Cheap flights to Australia land in Sydney, which is the busiest international hub in the country. Direct flights also land in other state capitals, such as Brisbane and Melbourne, as well as some tourism hotspots such as Cairns and the Gold Coast. International airports in Sydney and Brisbane are relatively close to the city centres and are serviced by dedicated air train services to the CBD. Melbourne airport is much further out from the CBD, 20km to the north, and is not serviced by rail, but there are cheap public bus options and a SkyBus transfer service which runs around the clock.
Australia is a vast continent, much larger than all of mainland Europe and similar in size to the United States. Cheap travel around Australia needs to be based on good planning, so that the stops in a traveller’s journey progress logically. Qantas and Virgin operate full-service domestic air services, while cheap flights can be sourced through budget airlines Jetstar and Tiger. These airlines offer cheaper seats when no luggage is checked in, so visitors can save money if they can use a main centre as a base and travel light to various destinations. Bus companies and rail services run throughout the country, but due to the vast distances between attractions, the benefit of saving some money on these services needs to be weighed up with the time spent in the bus or train. For example, a flight from Brisbane to Cairns will take just over 2 hours, but visitors will spend more than 24 hours getting their by bus. All capital cities have robust public transports system. In Sydney, the metro rail system and harbour ferries will get visitors to all the city’s main attractions, while in Melbourne the tram network is a cheap and reliable way to get around. In Brisbane the river CityCats are a great way to see the city’s sights.

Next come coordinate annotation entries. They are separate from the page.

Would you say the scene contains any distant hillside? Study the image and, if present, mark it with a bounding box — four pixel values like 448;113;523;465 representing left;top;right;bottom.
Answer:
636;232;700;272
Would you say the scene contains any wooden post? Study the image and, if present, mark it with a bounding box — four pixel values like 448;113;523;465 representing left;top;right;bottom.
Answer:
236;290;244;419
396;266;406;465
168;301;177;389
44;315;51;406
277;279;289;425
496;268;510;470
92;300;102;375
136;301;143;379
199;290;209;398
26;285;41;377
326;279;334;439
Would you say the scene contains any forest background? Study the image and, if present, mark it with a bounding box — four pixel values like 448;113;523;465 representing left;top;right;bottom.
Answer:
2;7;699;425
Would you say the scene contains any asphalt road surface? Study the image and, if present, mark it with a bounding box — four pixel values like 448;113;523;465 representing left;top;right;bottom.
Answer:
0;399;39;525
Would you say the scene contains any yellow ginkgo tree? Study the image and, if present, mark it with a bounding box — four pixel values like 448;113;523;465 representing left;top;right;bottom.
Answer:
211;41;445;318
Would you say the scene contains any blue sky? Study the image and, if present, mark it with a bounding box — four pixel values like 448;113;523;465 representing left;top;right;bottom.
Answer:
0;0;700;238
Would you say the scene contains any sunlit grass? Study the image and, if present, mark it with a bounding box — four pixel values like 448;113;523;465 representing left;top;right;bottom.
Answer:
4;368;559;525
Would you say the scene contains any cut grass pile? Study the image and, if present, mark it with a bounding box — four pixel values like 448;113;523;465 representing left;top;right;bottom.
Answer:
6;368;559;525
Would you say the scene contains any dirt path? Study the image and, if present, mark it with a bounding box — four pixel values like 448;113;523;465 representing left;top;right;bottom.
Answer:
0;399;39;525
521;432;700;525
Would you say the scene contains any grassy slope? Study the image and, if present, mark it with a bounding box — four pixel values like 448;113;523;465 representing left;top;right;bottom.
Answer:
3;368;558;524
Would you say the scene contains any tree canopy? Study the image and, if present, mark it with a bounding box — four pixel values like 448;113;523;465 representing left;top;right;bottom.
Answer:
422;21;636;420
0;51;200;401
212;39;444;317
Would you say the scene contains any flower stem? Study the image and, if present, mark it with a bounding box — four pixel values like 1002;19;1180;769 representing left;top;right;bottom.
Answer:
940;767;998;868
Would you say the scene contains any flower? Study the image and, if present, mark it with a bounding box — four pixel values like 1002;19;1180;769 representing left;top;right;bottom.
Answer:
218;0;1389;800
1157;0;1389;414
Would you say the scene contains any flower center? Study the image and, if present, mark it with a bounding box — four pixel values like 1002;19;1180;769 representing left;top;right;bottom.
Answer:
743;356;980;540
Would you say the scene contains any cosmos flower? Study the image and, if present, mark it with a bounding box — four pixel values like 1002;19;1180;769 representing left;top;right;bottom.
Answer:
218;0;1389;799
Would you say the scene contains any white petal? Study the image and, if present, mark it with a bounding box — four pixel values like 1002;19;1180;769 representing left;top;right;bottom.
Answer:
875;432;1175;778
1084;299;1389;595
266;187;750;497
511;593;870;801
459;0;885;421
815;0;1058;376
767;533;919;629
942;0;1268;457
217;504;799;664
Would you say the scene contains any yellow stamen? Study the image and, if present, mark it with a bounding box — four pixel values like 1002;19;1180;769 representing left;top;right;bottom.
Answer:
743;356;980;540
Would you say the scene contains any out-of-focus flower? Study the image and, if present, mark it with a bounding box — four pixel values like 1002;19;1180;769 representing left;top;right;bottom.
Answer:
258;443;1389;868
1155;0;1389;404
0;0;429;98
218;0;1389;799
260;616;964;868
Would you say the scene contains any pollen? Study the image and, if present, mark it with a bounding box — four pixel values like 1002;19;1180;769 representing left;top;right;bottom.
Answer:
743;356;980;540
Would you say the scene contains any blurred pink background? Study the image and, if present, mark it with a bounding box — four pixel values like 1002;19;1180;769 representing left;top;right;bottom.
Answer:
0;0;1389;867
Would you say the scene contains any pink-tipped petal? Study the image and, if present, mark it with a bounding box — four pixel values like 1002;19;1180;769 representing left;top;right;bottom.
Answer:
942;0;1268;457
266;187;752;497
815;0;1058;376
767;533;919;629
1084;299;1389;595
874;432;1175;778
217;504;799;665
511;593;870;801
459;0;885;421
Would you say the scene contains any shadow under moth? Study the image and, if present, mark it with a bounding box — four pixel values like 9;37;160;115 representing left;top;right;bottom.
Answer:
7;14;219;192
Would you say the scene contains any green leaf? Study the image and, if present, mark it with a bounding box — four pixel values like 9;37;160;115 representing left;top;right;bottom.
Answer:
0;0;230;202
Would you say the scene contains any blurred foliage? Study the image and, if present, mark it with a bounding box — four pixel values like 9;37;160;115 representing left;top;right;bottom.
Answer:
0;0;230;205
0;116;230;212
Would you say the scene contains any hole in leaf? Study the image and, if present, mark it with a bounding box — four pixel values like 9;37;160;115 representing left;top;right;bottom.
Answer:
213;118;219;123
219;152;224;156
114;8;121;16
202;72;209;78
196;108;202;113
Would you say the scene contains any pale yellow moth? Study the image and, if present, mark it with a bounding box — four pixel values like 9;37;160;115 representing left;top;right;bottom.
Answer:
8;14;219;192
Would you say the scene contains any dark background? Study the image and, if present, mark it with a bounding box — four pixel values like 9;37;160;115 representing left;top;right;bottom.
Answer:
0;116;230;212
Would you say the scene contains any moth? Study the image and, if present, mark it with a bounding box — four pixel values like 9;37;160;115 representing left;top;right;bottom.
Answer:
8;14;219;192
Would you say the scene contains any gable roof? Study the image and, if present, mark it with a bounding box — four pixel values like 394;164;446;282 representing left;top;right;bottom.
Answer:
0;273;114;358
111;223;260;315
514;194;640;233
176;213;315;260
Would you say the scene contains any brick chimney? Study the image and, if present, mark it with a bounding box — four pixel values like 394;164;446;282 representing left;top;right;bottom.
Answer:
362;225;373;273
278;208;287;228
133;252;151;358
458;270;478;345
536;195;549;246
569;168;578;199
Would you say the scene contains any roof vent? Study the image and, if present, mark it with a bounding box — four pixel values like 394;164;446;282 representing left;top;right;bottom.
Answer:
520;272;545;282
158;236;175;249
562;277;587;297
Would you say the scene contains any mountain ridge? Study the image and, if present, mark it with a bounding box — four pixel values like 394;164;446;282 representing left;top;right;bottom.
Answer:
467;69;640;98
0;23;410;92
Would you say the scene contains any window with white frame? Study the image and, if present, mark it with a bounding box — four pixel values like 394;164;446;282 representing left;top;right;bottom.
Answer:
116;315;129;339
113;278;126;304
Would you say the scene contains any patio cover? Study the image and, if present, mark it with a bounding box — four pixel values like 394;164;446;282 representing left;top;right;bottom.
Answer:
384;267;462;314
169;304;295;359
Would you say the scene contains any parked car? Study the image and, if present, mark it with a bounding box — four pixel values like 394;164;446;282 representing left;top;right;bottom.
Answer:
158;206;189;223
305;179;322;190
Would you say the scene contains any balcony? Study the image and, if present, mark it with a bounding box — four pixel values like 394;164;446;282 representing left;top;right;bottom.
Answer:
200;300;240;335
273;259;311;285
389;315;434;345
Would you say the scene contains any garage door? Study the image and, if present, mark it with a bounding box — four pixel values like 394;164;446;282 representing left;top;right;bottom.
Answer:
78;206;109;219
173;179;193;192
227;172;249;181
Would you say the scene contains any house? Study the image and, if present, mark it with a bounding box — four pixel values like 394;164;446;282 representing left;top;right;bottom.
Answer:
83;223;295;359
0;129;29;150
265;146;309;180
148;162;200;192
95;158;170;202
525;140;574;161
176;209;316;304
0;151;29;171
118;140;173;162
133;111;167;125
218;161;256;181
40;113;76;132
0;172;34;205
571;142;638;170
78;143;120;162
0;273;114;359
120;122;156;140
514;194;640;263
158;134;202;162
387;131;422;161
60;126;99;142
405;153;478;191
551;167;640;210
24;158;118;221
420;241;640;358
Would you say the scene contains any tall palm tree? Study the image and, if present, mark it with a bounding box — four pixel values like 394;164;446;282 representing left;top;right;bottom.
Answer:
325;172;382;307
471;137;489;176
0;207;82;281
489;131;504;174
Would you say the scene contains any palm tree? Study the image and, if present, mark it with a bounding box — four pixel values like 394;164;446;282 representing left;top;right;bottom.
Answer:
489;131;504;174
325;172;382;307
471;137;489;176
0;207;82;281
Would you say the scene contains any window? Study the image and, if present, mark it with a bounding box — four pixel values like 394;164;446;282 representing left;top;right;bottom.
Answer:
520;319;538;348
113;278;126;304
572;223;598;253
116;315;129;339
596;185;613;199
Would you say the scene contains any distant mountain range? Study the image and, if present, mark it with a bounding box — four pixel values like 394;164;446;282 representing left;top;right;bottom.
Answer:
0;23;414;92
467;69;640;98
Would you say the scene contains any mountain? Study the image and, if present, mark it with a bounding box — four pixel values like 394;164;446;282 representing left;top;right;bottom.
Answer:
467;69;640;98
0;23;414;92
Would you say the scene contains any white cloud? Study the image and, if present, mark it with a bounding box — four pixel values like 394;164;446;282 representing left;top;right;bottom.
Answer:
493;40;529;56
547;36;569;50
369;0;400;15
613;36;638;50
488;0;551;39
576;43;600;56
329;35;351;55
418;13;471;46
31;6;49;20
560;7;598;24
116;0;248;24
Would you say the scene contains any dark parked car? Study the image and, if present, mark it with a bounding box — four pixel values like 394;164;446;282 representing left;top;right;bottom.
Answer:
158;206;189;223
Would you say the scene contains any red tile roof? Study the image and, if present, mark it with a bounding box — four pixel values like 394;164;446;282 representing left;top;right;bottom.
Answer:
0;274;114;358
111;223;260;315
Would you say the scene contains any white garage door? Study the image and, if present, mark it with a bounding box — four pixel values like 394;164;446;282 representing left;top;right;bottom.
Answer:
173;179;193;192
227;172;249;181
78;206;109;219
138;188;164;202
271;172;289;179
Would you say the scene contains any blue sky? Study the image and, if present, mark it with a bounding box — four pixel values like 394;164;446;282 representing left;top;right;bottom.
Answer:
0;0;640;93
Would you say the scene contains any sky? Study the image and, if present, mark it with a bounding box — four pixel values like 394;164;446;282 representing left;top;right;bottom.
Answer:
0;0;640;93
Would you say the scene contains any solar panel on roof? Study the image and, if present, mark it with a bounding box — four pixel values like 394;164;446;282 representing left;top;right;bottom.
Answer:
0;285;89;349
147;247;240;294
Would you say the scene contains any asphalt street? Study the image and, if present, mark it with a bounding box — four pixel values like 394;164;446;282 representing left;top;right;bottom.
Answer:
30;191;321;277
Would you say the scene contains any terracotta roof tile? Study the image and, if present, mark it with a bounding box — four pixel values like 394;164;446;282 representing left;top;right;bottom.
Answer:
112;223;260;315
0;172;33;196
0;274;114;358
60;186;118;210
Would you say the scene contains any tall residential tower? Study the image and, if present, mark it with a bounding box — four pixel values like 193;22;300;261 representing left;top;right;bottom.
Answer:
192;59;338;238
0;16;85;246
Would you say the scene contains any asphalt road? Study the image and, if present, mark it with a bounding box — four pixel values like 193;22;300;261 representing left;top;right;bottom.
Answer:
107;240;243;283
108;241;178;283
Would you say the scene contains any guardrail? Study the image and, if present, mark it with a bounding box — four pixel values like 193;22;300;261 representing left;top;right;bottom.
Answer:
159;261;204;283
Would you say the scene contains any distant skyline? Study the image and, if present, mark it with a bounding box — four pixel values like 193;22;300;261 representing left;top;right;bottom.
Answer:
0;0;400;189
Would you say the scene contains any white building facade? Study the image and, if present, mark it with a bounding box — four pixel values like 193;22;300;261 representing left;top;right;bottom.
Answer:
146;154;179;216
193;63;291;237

Each large metropolitan city in Australia has its attractions. The country’s poster pin-up city is Sydney which has the iconic Opera House and Harbour Bridge as focal points of the spectacular harbour. Sydney’s beaches, such as Bondi and Manly, are a short bus or ferry ride from the city centre, while Taroonga Zoo is a worth a visit, if only to grab a photo of a giraffe with the Sydney skyline as a background. Melbourne has its own special appeal, attracting sports lovers to the Australian Tennis Open and Formula 1 GP. Outside the big city lights, nature’s beauty takes centre stage. Queensland’s Great Barrier Reef offers spectacular snorkeling and diving opportunities and the country’s red centre is home to Uluru, the world’s largest monolith and sacred site for the Aboriginal people.
All Australian capital cities – Sydney, Melbourne, Brisbane, Canberra, Adelaide, Perth, Darwin and Hobart, have their special precincts and each have their own personality. Sydney is a world city, fast-paced and full of confidence. The Darling Harbour area lures many tourists with a host of restaurants and entertainment venues. Kings Cross is an after-hours hotspot, but one for singles not for families. Oxford Street is the epicentre of the gay and lesbian scene and is famous for its annual gay mardi gras. Melbourne is a melting pot of cultures and as such has a more European feel to it than other Australian cities. The vibe changes as you pass through the suburbs, from the Italian influences of Carlton to the bohemian-style of St Kilda, all within easy reach thanks to the quaint trams which criss-cross the city. The city has also transformed its many alleyways into shopper’s paradises, with once dingy cobblestone streets now home to cheap and unique boutiques and a wide and varied array of cafes and restaurants. The alley transformation has also taken hold in Brisbane’s, which has added the CBD as a dining destination, alongside Park Rd, Milton and Bulimba’s Oxford Street.